Synergistic Interaction of Double/Simple Perovskite Heterostructure for Efficient Hydrogen Evolution Reaction at High Current Density.

Abstract

Electrocatalytic hydrogen production for industrial level requires highly active and cost-effective catalysts at large current densities. Herein A-site Ba-deficient double perovskite PrBa0.94 Co2 O5+ δ (PB0.94 C) is used as a precursor for fabricating PB0.94 C-based double/simple perovskite heterostructure (PB0.94 C-DSPH). PB0.94 C-DSPH with enhanced electrochemical surface area, more hydrophilic surface, and high conductivity ensures abundant active sites, rapid release of gas, and efficient charge transfer at high current densities.
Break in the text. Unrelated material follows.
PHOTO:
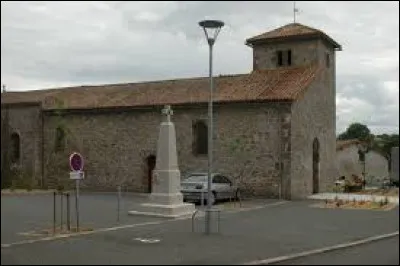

The resultant PB0.94 C-DSPH delivers the overpotential of 364 mV at a current density of 500 mA cm-2 for hydrogen evolution reaction in 1.0 m KOH solution, along with excellent long-term durability. Promisingly, the electrolyzer with PB0.94 C-DSPH cathode and NiFe-layered double hydroxide anode demonstrates high performance for overall water splitting by yielding high current density of 500 mA cm-2 at 1.93 V. Density functional theory calculations indicate that the double/simple perovskite heterostructure promotes the water adsorption, the dissociation of molecular H2 O, and the OH* desorption considerably, which controls the whole hydrogen evolution process. The proposed PB0.94 C-DSPH solves the problem of low hydrogen-evolution efficiency at high current density faced by noble metal-based catalysts in basic environment. This study may provide a route to explore high-demand elements in the earth for addressing the critical catalysts in clean-energy utilizations.